Fermionic character of Frenkel excitons in one-dimensional molecular crystals

5 Fermionic character of Frenkel excitons in one-dimensional molecular crystals 

In previous sections we have considered collective properties of Frenkel excitons in three-dimensional molecular crystals only. In one- and two-dimensional molecular crystals the kinematic interaction appearing in the transition from Pauli to Bose operators can be, generally speaking, quite large, so that the description of Frenkel excitons in terms of Bose excitations can be very rough. Below we consider this problem in more detail. 

First we must keep in mind that if we are not interested in collective properties of excitons and, in particular, we not consider exciton-exciton scattering, then in a good approximation we can take into account only those crystal states where the number of excitons is 0 or 1. It is evident that in these states, independent of the crystal dimension, the kinematic interaction identically vanishes so that the Frenkel exciton can be considered both as a boson as well as a fermion (i.e. it can be described by Bose or Fermi operators) and both descriptions will give identical results. 

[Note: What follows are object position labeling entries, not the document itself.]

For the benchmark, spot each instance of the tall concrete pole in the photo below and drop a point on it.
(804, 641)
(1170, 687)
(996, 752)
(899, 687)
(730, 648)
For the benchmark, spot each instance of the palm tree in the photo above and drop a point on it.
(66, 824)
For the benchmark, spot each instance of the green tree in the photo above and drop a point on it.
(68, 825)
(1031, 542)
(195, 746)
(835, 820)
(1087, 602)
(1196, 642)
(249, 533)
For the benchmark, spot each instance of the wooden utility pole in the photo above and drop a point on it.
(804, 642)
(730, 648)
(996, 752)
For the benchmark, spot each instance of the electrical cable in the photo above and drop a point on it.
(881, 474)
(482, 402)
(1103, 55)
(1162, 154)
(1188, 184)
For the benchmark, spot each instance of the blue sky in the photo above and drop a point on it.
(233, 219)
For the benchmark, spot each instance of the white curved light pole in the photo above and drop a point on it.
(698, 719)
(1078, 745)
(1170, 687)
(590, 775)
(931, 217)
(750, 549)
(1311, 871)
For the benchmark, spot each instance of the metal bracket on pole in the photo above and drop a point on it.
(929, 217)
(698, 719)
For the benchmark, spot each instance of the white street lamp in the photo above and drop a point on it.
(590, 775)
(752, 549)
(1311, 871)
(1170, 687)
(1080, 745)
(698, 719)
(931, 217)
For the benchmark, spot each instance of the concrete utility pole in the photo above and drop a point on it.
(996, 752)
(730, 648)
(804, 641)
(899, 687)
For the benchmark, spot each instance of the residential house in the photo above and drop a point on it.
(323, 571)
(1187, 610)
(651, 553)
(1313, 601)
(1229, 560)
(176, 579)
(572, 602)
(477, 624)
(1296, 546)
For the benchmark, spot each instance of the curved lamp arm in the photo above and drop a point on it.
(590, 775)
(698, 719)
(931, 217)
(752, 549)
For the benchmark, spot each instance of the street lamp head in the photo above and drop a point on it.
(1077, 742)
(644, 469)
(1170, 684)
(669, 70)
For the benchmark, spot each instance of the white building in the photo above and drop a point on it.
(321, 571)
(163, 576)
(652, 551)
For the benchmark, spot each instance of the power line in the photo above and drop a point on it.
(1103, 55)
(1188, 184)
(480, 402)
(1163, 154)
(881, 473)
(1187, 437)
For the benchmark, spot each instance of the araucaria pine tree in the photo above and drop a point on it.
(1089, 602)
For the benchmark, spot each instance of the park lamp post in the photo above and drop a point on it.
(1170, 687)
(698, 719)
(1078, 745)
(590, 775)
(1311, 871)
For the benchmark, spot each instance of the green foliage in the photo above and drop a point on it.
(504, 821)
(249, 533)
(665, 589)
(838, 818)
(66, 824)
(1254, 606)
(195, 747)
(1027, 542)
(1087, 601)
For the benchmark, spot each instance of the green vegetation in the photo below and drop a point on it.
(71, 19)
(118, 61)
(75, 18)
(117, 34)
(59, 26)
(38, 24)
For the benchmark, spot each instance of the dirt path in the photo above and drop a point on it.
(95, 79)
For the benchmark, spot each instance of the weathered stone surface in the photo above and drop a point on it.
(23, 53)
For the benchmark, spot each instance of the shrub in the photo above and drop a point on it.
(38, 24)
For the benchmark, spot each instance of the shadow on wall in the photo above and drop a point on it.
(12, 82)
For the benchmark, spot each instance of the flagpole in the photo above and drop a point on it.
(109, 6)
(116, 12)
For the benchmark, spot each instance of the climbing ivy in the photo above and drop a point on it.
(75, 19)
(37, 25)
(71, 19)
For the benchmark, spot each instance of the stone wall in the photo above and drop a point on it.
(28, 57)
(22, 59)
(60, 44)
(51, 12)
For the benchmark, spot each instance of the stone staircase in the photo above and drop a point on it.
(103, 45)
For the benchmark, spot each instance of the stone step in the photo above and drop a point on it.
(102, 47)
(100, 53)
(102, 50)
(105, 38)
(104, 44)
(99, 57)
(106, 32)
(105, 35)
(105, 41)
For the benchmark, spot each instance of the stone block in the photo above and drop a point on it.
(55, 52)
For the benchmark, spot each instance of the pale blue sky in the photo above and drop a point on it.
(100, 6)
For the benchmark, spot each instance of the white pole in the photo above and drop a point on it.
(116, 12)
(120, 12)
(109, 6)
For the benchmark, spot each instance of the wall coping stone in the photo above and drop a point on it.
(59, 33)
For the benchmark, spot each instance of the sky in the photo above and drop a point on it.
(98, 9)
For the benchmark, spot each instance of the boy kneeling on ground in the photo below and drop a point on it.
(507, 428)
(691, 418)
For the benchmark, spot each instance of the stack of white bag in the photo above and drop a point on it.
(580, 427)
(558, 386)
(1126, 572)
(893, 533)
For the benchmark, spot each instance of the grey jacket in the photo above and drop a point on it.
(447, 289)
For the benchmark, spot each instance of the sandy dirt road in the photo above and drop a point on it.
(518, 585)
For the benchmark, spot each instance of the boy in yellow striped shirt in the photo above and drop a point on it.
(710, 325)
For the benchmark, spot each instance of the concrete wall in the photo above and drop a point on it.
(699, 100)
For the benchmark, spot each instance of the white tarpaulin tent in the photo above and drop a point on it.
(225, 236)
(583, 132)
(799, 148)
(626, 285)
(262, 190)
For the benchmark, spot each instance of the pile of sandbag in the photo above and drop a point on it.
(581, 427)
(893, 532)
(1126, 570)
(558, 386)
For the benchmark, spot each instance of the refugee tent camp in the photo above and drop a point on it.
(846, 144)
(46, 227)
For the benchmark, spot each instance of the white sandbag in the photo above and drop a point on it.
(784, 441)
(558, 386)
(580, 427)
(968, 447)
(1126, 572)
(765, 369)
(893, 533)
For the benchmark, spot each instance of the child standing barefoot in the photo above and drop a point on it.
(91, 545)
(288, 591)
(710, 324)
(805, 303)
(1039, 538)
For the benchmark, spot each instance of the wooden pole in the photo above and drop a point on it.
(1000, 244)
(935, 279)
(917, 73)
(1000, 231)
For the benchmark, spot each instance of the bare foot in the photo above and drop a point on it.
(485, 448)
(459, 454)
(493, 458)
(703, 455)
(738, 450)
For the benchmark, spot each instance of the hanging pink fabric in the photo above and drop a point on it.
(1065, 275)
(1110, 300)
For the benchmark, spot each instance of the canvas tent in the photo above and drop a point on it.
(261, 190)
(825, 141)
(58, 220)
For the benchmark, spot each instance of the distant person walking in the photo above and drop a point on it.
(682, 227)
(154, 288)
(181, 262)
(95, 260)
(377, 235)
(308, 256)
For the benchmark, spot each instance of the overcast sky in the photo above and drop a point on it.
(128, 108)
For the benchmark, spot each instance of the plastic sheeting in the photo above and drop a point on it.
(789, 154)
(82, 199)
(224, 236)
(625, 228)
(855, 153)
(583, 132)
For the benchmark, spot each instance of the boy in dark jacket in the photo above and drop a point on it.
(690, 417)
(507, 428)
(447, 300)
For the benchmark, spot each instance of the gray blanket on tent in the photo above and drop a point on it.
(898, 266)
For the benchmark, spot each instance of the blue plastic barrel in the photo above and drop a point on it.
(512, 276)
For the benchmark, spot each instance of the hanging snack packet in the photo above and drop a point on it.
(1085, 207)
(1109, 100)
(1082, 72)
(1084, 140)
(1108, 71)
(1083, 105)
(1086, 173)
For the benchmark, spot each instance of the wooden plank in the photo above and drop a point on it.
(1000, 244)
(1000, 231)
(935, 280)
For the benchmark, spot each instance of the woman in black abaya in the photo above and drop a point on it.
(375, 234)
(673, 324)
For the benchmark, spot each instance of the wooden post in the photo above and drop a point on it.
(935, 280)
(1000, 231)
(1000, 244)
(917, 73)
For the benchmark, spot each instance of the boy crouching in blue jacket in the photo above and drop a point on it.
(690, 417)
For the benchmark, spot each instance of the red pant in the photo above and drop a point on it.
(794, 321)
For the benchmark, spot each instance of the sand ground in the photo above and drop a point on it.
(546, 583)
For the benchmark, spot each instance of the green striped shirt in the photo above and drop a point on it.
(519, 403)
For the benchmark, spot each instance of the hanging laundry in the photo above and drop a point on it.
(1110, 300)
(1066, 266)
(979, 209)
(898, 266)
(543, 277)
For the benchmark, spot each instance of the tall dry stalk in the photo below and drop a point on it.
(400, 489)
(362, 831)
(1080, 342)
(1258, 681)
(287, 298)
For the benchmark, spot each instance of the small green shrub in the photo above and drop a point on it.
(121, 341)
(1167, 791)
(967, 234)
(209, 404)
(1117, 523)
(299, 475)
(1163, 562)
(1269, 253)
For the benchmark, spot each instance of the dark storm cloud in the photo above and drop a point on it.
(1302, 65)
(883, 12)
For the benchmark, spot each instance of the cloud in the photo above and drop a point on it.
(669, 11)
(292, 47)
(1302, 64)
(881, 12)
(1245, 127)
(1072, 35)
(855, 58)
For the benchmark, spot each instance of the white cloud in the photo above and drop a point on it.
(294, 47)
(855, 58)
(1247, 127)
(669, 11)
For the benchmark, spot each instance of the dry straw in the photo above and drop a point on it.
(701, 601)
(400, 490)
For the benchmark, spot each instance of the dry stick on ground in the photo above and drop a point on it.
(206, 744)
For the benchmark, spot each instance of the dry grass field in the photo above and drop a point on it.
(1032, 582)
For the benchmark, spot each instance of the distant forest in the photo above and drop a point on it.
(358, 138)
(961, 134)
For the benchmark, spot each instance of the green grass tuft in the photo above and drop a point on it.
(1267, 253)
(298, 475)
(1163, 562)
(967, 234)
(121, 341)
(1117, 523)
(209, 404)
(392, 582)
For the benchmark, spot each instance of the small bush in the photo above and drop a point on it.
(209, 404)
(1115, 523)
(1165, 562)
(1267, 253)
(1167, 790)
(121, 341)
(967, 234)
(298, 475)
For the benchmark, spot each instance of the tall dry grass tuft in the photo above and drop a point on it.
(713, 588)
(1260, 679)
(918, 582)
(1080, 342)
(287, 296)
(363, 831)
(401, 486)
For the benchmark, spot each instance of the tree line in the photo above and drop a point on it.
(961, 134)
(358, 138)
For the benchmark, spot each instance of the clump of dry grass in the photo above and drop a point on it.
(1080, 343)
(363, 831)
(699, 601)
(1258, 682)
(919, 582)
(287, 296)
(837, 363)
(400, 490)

Quite another situation occurs when we consider collective properties of excitons. In this case, as shown above, the kinematic interaction can play an important role. However, the mutual scattering of elementary excitations, which causes this interaction, is quite different in three-, two- and one-dimensional crystals. In three-dimensional crystals at not very large concentration of excitations this scattering at least does not change the statistics. 

Another situation can be observed in one-dimensional crystals. Chesnut and Suna (30) have shown that if in a one-dimensional paulion gas only interactions with nearest-neighbors are taken into account, the energy operator for this case can be represented as the energy operator of an ideal gas of fermions.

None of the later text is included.